A religion-derived omnibus category for the world does not, therefore, appear to serve much point.

Hindus have the lowest level of educational attainment in the world, according to a PTI report from Washington, citing an international study of the Pew Research Centre on religion and education. Pew has done some useful poll-based studies, including in this country. The utility of a study naturally depends on studying factors that logically look to be related. It is here that the purpose of this study appears open to question.

While it would be a perfectly valid argument that the level of economic development of a society (or country) will have a strong bearing on the spread of education (though this may not be the only factor), it is hard to see how a religion correlates with education. Thus, there should be no surprise in the fact that the Christians of Western Europe are likely to demonstrate higher educational attainments than those in Latin America or Africa. Within a country too, the Hindus of Kerala (a populous Indian state with the highest literacy levels in the country for major states) will typically have spent more years at school and college than, say, in Bihar, that lags far behind.

Extending the argument, it will be reasonable to expect that Hindus (or for that matter Christians or Muslims) in all parts of India will have broadly similar educational levels if they come from broadly similar economic backgrounds.

A religion-derived omnibus category for the world does not, therefore, appear to serve much point. Since Hindus live in one of the world’s poorest regions, South Asia (preponderantly India and Nepal), no surprise is caused by the Pew finding that the average Hindu female has only 4.2 years of schooling and the male 6.4 years. This, in fact, broadly tallies with India’s official data on proportions of India’s literate population (about 75 per cent male, against around 53 per cent female) having primary education (uptil Class 5).

For the world’s Muslims, the Pew research shows only a very marginal increase over the result for Hindus. Muslim women have 4.9 years of schooling on average while the case of men is identical with that of Hindus.

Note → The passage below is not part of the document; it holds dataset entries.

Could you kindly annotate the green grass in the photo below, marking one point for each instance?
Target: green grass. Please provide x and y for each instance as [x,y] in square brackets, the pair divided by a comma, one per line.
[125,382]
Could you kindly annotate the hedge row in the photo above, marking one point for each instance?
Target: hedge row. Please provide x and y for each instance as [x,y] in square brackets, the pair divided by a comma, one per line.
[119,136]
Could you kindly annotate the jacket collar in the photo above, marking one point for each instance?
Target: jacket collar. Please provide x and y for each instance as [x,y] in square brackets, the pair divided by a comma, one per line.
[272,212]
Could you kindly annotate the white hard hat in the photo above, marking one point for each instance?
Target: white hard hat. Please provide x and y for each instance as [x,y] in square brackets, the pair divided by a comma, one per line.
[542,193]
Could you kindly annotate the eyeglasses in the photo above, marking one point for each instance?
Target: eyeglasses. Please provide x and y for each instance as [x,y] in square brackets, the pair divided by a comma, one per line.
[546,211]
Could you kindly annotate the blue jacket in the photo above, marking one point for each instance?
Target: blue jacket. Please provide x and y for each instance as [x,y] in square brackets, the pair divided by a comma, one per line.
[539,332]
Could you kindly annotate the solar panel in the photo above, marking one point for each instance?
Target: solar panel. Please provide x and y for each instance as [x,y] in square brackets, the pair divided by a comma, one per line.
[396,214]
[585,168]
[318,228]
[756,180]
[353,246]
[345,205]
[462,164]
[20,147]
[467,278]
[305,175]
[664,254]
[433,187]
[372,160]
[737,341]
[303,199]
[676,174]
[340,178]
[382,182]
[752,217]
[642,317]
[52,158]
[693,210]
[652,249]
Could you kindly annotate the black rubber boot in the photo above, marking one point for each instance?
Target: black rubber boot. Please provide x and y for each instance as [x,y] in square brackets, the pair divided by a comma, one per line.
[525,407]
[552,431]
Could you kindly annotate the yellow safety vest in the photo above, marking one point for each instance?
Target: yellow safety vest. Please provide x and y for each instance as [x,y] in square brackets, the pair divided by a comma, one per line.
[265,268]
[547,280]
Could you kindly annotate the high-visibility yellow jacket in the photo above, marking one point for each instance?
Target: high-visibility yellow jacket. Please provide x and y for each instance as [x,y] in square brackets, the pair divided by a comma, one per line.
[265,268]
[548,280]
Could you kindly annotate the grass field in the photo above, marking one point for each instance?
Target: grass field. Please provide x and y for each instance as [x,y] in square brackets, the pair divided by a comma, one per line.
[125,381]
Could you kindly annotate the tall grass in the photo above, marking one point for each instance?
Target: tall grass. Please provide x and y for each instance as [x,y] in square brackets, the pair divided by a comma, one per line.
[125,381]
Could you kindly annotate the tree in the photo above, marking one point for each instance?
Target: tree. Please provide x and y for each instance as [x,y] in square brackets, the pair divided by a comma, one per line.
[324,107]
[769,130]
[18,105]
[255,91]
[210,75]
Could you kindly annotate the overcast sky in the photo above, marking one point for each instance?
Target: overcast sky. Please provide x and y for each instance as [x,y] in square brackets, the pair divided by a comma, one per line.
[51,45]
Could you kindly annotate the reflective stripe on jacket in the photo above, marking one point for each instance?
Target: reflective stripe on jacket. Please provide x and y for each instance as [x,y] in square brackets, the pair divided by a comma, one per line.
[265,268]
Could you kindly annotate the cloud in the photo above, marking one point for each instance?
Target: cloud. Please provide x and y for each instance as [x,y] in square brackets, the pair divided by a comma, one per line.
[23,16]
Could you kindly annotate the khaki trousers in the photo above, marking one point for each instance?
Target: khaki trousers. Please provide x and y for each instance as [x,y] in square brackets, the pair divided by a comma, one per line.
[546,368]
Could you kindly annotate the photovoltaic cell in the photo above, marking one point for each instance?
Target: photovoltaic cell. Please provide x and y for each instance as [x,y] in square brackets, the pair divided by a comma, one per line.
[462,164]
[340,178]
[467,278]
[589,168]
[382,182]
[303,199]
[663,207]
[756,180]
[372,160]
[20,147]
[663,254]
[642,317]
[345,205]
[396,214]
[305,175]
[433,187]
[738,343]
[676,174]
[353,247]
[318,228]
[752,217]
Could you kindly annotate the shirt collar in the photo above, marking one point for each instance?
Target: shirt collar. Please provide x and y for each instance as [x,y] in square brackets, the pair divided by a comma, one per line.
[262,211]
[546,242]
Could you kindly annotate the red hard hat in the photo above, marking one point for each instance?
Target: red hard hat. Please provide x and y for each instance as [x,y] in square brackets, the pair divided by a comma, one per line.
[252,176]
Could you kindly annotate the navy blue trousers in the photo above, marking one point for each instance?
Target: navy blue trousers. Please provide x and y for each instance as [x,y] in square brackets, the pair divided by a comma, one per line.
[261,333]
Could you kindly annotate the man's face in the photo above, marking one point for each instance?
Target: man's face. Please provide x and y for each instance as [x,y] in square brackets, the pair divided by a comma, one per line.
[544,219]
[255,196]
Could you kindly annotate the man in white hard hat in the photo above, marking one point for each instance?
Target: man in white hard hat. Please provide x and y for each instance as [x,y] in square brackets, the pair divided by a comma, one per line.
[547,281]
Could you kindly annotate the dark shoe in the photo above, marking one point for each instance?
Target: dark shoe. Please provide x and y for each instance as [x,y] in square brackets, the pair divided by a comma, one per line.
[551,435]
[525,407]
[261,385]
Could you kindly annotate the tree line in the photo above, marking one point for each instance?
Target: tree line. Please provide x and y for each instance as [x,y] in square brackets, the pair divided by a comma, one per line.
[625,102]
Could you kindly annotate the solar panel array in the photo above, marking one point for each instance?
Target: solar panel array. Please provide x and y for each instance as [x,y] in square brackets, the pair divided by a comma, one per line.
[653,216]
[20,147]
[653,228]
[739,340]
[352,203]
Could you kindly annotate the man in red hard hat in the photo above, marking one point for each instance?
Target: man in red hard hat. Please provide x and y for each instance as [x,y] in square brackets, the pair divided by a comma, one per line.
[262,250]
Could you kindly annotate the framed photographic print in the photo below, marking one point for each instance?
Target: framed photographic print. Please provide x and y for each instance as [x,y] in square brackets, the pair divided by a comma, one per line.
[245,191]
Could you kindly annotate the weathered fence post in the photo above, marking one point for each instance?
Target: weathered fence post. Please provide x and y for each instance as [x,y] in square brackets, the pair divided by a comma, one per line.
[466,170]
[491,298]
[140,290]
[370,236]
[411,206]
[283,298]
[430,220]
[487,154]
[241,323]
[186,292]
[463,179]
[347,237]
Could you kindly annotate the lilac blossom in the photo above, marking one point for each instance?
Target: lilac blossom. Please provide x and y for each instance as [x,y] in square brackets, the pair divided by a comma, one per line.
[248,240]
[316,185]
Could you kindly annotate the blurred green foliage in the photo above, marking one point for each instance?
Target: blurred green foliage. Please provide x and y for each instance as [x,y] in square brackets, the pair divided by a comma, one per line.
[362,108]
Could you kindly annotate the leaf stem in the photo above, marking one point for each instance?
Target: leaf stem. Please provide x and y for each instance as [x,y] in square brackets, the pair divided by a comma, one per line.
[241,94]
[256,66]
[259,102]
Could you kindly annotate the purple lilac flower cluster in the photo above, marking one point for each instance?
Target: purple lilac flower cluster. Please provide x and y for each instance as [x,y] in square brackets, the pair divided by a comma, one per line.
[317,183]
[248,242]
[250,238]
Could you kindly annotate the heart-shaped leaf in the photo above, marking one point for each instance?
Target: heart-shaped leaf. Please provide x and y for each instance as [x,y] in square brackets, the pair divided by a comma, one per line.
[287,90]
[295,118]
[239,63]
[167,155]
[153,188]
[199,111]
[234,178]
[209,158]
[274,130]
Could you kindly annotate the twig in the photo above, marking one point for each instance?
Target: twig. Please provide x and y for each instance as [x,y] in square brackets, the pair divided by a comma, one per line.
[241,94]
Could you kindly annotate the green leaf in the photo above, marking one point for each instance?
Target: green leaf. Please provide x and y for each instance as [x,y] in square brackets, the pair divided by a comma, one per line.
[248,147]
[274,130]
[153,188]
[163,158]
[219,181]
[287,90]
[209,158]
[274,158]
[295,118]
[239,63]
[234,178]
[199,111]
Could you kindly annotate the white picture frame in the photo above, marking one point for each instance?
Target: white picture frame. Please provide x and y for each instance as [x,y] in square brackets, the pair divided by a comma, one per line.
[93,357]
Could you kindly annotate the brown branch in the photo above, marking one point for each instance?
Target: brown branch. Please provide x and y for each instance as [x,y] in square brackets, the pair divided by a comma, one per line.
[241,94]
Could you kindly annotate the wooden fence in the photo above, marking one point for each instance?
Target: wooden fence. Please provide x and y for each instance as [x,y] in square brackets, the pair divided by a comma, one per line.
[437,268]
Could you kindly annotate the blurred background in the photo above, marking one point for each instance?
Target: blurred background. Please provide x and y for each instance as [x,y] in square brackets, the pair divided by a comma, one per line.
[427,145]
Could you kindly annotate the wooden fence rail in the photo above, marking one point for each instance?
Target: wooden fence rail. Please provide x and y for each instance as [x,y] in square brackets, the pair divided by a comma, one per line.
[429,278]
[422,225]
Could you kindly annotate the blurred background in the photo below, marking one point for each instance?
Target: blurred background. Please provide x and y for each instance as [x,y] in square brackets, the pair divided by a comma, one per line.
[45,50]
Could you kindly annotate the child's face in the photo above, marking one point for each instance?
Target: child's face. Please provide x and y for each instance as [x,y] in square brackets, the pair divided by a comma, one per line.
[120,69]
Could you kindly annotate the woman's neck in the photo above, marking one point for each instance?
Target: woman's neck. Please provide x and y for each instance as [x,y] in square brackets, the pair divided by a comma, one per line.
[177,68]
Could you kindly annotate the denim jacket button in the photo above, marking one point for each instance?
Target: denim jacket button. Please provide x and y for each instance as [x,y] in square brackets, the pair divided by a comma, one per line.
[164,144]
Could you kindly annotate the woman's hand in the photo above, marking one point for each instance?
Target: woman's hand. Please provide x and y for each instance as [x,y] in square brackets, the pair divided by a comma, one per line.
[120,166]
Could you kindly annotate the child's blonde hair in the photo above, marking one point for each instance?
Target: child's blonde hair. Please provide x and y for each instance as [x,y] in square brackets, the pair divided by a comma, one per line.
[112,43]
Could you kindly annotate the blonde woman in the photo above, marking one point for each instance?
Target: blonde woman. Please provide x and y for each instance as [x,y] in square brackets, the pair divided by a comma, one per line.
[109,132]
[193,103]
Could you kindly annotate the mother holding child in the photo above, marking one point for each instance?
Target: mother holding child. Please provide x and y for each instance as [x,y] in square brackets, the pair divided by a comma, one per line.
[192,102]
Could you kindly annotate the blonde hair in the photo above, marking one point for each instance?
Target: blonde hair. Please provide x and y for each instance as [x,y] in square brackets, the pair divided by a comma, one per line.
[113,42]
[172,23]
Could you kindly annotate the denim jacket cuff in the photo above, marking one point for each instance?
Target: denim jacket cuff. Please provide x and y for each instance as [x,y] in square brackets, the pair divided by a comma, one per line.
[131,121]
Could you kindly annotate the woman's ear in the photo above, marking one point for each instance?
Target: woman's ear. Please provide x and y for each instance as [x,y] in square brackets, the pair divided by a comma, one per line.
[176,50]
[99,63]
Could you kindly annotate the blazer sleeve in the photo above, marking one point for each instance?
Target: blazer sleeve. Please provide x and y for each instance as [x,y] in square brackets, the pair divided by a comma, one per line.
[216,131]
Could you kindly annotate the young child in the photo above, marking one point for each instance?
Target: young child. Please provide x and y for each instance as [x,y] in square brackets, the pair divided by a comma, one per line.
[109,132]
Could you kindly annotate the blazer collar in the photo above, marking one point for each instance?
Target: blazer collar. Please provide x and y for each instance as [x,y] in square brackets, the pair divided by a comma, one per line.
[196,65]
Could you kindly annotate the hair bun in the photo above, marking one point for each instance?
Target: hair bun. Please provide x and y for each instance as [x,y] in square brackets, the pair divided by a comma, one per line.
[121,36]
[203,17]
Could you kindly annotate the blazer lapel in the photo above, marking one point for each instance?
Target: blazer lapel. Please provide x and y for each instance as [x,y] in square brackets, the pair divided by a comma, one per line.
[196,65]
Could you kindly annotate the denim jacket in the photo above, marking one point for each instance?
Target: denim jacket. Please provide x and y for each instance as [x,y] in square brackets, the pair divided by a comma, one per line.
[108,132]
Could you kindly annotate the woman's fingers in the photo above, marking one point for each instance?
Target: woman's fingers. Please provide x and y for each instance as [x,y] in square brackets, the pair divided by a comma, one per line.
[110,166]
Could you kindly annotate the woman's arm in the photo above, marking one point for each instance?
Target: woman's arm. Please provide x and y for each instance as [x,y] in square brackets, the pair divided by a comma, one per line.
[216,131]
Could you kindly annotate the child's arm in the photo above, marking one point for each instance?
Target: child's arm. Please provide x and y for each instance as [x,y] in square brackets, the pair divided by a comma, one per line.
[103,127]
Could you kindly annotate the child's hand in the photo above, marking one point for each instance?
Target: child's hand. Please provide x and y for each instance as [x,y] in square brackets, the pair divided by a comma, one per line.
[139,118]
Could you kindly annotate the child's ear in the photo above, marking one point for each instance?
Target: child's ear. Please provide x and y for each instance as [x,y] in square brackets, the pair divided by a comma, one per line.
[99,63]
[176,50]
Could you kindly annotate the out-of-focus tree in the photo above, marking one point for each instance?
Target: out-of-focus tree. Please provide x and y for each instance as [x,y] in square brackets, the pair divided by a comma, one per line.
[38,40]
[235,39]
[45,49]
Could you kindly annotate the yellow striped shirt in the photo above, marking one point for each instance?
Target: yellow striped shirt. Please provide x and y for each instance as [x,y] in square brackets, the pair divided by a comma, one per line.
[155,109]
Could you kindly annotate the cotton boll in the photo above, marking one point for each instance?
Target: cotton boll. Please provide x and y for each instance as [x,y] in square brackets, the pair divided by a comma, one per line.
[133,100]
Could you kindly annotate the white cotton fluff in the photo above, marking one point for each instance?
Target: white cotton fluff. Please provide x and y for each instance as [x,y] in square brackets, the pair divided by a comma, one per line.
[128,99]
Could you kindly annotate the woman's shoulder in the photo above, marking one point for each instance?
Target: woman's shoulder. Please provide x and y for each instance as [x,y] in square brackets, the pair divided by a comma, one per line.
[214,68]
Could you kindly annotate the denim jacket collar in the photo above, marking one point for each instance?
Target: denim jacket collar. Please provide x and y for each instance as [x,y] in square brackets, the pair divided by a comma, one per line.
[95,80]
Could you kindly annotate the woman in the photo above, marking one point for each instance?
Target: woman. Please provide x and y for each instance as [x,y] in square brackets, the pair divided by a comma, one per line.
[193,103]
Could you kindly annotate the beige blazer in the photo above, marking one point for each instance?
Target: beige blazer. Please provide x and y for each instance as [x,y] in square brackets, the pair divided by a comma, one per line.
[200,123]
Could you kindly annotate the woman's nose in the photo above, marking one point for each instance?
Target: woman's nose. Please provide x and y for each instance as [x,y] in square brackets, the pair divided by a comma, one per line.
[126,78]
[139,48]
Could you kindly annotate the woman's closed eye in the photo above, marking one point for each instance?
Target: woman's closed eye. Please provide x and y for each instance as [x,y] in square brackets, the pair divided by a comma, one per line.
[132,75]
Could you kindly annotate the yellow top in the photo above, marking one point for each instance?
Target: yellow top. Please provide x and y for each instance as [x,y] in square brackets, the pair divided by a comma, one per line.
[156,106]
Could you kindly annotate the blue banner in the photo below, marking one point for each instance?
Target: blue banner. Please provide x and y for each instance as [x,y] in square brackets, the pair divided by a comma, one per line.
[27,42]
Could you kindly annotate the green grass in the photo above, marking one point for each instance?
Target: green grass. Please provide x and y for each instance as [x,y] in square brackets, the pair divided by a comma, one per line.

The colonial and imperialist bent of mind — and this embraces policymakers and scholars — picked on religion a great deal, as an instrument that was used very consciously, to speak of differences among peoples and to keep them divided and frequently in a state of mutual animus. That mindset simply did not conceive the notion that the colonised people seemed so different from their colonisers for the simple reason that they lacked economic and social status.